We can apply this pseudoinverse to our original data, using the following: $x = A^{-1}b$ $x = A^+b$ $x = (A^T A)^{-1} A^T b$ $or$ $A^T A x = A^T b$ This is identical to what we determined geometrically, and will provide the best fitting solution of $x$ values to minimize the error, giving the ‘best guess’ at what those values should be. In our case, this is what gives our OPR.

### Efficiency and Cholesky Decomposition

It should be noted that while the use of pseudoinverses is practical for smaller datasets (such as OPRs for a single event), it becomes very expensive in both time and storage to compute the pseudoinverse for much larger datasets. When speed and efficiency is a necessity for the larger datasets, it’s common to instead use Cholesky Decomposition in order to solve the normal equation $A^T A x = A^T b$.

While most of this reading is left up to the reader, Cholesky Decomposition states that for some real, symmetric, positive-definite matrix, $A = LL^T$, where $L$ is a lower triangular matrix with real positive diagonals, as shown below: $L = \begin{bmatrix} 1 & 0 & 0 \\ 4 & 6 & 0 \\ 5 & 6 & 1 \end{bmatrix}$

Since $A^T A$ is a real, symmetric and positive-definite matrix, we can rewrite our normal equation like so: $A^T A x = A^T b$ $A^T A = L L^T$ $\therefore L L^T x = A^T b$ $L y = A^T b$ $L^T x = y$

$y$ can be solved for through forward-substitution, since $L$ is known to be lower triangular. Likewise, $x$ can then be solved for through back-substitution, both of which are relatively inexpensive operations.

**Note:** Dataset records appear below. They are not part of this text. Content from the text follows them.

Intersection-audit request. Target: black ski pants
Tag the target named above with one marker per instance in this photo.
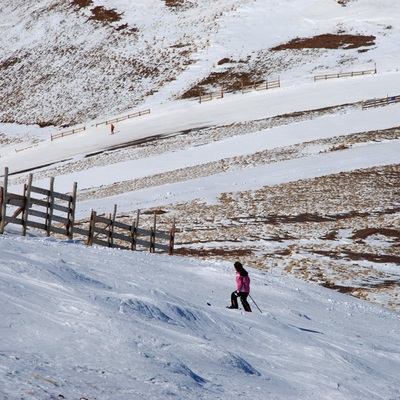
(243, 298)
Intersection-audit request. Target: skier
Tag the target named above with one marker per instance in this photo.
(243, 288)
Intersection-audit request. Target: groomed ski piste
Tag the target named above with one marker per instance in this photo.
(111, 324)
(96, 323)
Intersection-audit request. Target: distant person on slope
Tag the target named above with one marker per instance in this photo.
(242, 286)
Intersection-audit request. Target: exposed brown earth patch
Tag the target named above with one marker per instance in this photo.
(328, 41)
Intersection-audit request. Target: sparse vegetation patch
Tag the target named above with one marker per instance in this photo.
(328, 41)
(104, 15)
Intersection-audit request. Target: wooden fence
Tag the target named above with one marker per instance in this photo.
(124, 117)
(344, 74)
(384, 101)
(262, 86)
(45, 205)
(48, 213)
(67, 133)
(107, 231)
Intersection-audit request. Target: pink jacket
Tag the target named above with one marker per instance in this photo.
(242, 283)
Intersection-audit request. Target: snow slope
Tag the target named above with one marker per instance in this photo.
(108, 324)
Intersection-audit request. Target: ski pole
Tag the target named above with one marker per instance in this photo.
(255, 303)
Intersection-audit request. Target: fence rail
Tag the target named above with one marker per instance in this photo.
(124, 117)
(54, 212)
(262, 86)
(344, 74)
(211, 96)
(384, 101)
(67, 133)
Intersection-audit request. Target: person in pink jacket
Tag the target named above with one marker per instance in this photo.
(242, 288)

Thanks to Ether for the help in this particular section of the post.

## Final Notes

The same logic behind pseudoinverses can be applied to other elements of scoring in FRC other than just OPRs. Let’s take a look at a 2D dataset, that is, $(x_m, y_m)$. This could be something like High Fuel Scored vs OPR, or whatever stat you want to measure.

$(x_1,y_1), (x_2, y_2) … (x_m, y_m)$

Given these points, we can determine a trend curve, a polynomial of degree $n$, i.e: $y = a_0x_1^0 + a_1x_1^1 + a_2x_1^2 + … + a_nx_1^n$ $y = a_0x_2^0 + a_1x_2^1 + a_2x_2^2 + … + a_nx_2^n$ $\vdots$ $y = a_0x_m^0 + a_1x_m^1 + a_2x_m^2 + … + a_nx_m^n$ Note $x_m^0 = 1$ and $x_m^1 = x_m$

Since we’re trying to hunt down the $a$ values in order to solve for the polynomial equation, we can assign the following equation: $\begin{bmatrix} x_1^0 & x_1^1 & x_1^2 & … & x_1^n \\ x_2^0 & x_2^1 & x_2^2 & … & x_2^n \\ \vdots & \vdots & \vdots & \ddots & \vdots \\ x_m^0 & x_m^1 & x_m^2 & … & x_m^n \end{bmatrix} \begin{bmatrix} a_0 \\ a_1 \\ \vdots \\ a_n \end{bmatrix} = \begin{bmatrix} y_1 \\ y_2 \\ \vdots \\ y_m \end{bmatrix}$ Note $x_m^0 = 1$ and $x_m^1 = x_m$

Using our knowledge of pseudoinverses, we can apply the following equation to find the Vector of $a$ values $\begin{bmatrix} a_0 \\ a_1 \\ \vdots \\ a_n \end{bmatrix} = (M^T M)^{-1} M^T \begin{bmatrix} y_1 \\ y_2 \\ \vdots \\ y_m \end{bmatrix}$

You can use this knowledge to generate trend lines for your data, or for applying OPR to different datasets. All of this can be used to broaden your range of data for analysis, which is a great quality to have. Never look at one set of data on its own, look at a range of data before making deductions.